インバウンドとオーヴァーツーリズム・考

昨朝早く京都に乗り込み、今日午前中の新幹線で帰広した。今日はもう朝8時半には京都駅にいたから、京都市内を駆けずり回ったのは昨日だけ。ただ、私にとって京都市は第二の故郷のようなところであるから、一観光客となっている今でも少し他の人と見方が違うかもしれない。

今の京都は、とにもかくにも外国人が多い。もともと京都は外国人観光客の多い街だが、その数たるや昔の比ではない。それにコロナ禍明けで日本人の観光客も戻ってきたから、今や右を向いても左を見ても観光客が顔を合わせているような状態だ。

しかし、京都というのは本来そんなに大きな街ではない。特に多くの観光客が「京都」といって想像する中京や下京のあたりは、はっきり言って街のキャパは小さい。そこに過剰な観光客が流れてきたら、不都合が起こるのは必然である。

とにかく、どこに行っても人が溢れているのだ。私が昨日行ったところで言うなら安井金刀比羅宮や御金神社は、もともとそんなに人の多いところではなかった。もちろんそこそこ有名な場所ではあるが、お参りするのに列をなしてということはなかったのである。

ましてや、昔から著名な場所、たとえば出町ふたばの行列は壮絶なことになっていたし、今朝の京都駅のイノダコーヒも長蛇の列。そもそも飲食店はどこも人がたむろしていて、普段使いのお客さんに影響を及ぼしてないかいささか心配になる。

今や京都に行くというのは、観光客の顔ばかり見に行くだけであって、実にイケてない所業なのかもしれない。朝から昼から、夜遅くまで観光客らしき人。人、人。まったく落ち着かない。今回は同窓会という目的があったが、かつてのようにとにかく京都の空気を吸いたい、京都に居たいという目的を達する場所ではなくなってしまったのだろう。そう思うと、なんとも切ない。

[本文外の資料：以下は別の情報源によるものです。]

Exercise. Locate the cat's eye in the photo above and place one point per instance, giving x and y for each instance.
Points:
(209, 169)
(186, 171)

そう今やよそ者になった私が思うくらいだから、実際に京都に住んでる人はどう思っているだろうか。もっとも京都人はしたたか、悪い言葉を使うとちょっとこすっ辛いところがあるから、まあしっかりとお金落としてもらいまひょと思ってるのかもしれないが、中にはもうええかけんにしておくれよしと思ってる向きも、多いに違いない。

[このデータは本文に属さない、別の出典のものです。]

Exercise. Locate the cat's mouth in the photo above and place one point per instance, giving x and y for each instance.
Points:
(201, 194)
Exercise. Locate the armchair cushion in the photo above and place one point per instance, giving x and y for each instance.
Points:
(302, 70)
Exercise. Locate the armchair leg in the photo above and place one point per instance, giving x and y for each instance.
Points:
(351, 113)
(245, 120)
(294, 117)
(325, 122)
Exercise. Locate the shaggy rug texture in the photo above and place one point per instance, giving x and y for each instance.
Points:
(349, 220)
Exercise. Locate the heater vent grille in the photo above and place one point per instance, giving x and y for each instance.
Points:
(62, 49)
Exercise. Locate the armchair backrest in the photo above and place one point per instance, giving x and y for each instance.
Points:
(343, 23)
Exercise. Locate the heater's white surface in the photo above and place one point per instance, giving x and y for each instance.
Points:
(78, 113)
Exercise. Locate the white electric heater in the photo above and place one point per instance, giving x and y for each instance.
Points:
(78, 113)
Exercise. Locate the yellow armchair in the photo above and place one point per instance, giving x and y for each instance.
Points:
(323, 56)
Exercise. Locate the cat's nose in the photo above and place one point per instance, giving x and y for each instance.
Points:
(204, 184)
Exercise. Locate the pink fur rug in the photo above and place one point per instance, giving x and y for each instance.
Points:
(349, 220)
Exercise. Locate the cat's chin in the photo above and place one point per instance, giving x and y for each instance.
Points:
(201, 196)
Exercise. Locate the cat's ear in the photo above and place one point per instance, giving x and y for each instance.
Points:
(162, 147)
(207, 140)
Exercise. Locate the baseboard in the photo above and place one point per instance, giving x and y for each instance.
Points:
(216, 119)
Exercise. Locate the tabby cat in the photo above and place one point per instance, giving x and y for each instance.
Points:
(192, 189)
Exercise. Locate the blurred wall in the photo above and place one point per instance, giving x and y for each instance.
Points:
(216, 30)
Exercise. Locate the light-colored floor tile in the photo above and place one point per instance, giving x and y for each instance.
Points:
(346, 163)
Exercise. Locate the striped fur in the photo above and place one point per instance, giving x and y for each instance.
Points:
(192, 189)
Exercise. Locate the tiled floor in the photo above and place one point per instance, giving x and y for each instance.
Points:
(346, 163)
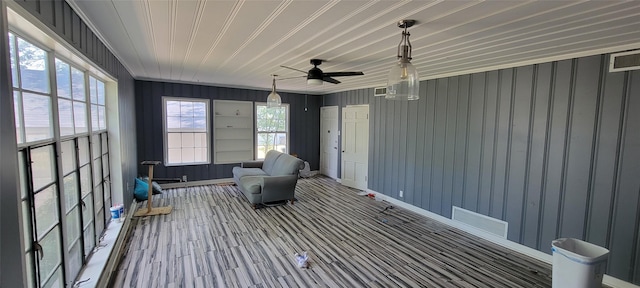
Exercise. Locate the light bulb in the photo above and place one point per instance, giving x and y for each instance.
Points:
(403, 72)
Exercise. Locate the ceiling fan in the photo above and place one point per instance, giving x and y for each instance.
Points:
(315, 76)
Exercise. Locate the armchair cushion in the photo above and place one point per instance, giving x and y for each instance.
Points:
(274, 181)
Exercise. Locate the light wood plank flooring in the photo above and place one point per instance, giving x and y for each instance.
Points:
(214, 239)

そう言えば、近年の京都で増えているものは和装レンタルショップである。とにかくお手軽に和装を着て京都を歩けると言うので外国人だけでなく日本人にも人気のようだ。これが和装の底辺拡大になるのならよいのだが、果たしてそう楽観的に言えるだろうかと思う。彼らにとっては結局お手軽なコスプレのひとつであって、文化的機微に触れずに終わるのがほとんどではないかという気もする。

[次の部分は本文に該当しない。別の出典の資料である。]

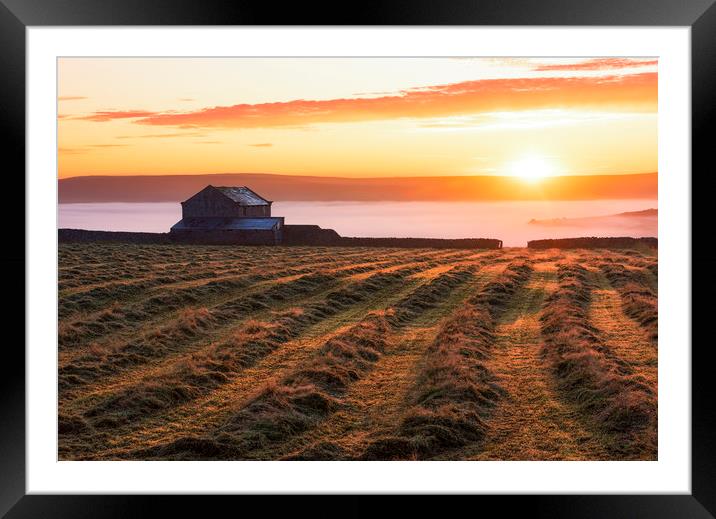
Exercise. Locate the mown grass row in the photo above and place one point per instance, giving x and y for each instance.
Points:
(638, 301)
(315, 389)
(454, 392)
(160, 299)
(621, 404)
(191, 324)
(201, 372)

まあね、私だって和装初心者だし、そんなに着姿が美しいかと言われると疑問なのだが、まあ彼らの着姿って安物のコスプレというか、仮装大会に近いのまでいる。リピーターになって、ならいっちょう自前の着物を着ようかなってくれれば、いいんだけどね。

話が逸れた。かつて宮脇俊三翁は、京都旅行は観光客のいない冬に限ると仰っているが、それも50年前の話になった。私もたしかにそれを実感した記憶があるが、それも30年前。比叡颪の底冷えがする京都であるが、湯豆腐を始めとしてそれなりの冬の味覚がある。今は、どうかな。